3 November 2015

Optimism, prosperity and getting ahead


It is hard to imagine that as violence from insurgents began to escalate in Iraq in 2012, the country still had greater entrepreneurial optimism than the UK. As Iraqis remained hopeful that their country could still be a good place for people with ideas and aspirations, Brits remained pessimistic. 62% of Iraqis felt the country a good place for those starting new businesses. Entrepreneurial dreams shone bright. In Britain, the light was faint.

Despite 2012 seeing the birth of over a quarter of a million new businesses in the UK – the highest since 2007 – just 48% of Britons felt that the country was a good place for those starting businesses. This put the UK in the bottom tranche of developed countries, with an entrepreneurial pessimism that matched Afghanistan’s, trailing not only Germany, France, and Spain, but Iraq too.

Fast forward two to three years, and the transformation is clear. The Legatum Prosperity Index™ shows that the UK has gone from a nation of entrepreneurial pessimists to the entrepreneurship capital of Europe. The UK ranks 6th globally for Entrepreneurship & Opportunity and 70% of Britons now think the country a good place to start a business. This is the highest in the EU and higher than almost every developed nation in the world. Iraq, still optimistic at 65%, now sits behind Britain.

Britain’s business environment has certainly improved since 2012. It is not just corporation tax rates that have been falling, but the costs of starting a business too. The Index shows that business start-up costs in the UK have more than halved since 2012, from 0.7% GNI per capita to 0.3%. In 2014 that was just £81.45, the third lowest in the world.

It is unsurprising therefore that business ownership in the UK is rising. 10% of Brits had their own business in 2012, but today that is 15%, taking Britain from 9th to 2nd in the EU. This business creation is not just confined to the South East either. Whilst London retains the highest business birth rate in the UK (18%), the next regions chasing on its heels are both the North East and North West (15%). New businesses are taking root across the country.

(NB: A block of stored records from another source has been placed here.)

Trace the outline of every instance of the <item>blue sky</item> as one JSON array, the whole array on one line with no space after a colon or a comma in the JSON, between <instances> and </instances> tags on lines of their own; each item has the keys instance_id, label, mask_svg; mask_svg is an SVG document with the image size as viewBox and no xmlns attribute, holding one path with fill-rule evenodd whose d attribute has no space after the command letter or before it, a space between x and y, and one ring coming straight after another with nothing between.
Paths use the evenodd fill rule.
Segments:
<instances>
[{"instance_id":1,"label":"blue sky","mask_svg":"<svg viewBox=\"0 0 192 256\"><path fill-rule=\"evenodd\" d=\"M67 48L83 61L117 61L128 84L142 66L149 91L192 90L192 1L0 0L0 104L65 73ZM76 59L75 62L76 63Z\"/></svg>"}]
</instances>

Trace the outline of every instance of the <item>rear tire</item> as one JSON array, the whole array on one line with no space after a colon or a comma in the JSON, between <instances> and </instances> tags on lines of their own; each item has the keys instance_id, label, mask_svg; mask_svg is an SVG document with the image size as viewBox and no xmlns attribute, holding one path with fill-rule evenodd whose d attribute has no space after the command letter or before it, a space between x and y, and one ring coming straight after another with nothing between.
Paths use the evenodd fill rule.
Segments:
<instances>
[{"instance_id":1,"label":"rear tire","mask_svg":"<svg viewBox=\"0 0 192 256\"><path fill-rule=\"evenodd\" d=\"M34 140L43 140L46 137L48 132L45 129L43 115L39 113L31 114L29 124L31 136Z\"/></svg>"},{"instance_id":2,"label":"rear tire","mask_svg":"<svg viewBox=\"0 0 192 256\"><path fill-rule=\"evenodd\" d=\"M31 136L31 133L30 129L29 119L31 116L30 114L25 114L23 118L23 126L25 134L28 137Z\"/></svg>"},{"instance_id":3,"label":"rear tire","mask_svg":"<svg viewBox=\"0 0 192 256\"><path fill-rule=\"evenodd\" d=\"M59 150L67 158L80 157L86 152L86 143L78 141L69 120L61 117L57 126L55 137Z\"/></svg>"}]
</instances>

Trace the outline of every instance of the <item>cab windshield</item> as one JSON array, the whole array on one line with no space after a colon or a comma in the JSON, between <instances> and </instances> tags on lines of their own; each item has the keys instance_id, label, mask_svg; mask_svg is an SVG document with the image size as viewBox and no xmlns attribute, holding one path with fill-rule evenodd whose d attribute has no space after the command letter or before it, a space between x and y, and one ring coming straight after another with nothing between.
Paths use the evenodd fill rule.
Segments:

They are also taking root in the most unlikely of places. Entrepreneurship is not simply reaching for the simple ideas in the most affluent parts of the country. A recent report from the Centre for Entrepreneurs charts the remarkable transformation of Britain’s dilapidated and disadvantaged seaside towns at the hands of some of the country’s most interesting entrepreneurs.  From the old swimming baths in Hastings being converted into the largest subterranean skate park in the world, to the architectural revolution in Littlehampton, the imagination and initiative of British entrepreneurs are effecting both economic and social change.

Perhaps then it is this entrepreneurial revolution in some of the most forgotten corners of the UK that is driving Britons’ improving perceptions of opportunity. Since 2010, those linking working hard to getting ahead in life has risen from 78% to 88%. From the Scarborough man whose small business won one of the biggest marine salvage contracts ever, to the family businesses turning Portrush into a culinary destination, the link between hard work and getting on is well known to the nation’s entrepreneurs. As business ownership spreads to reach all corners of the UK, so too does this sense of opportunity and aspiration.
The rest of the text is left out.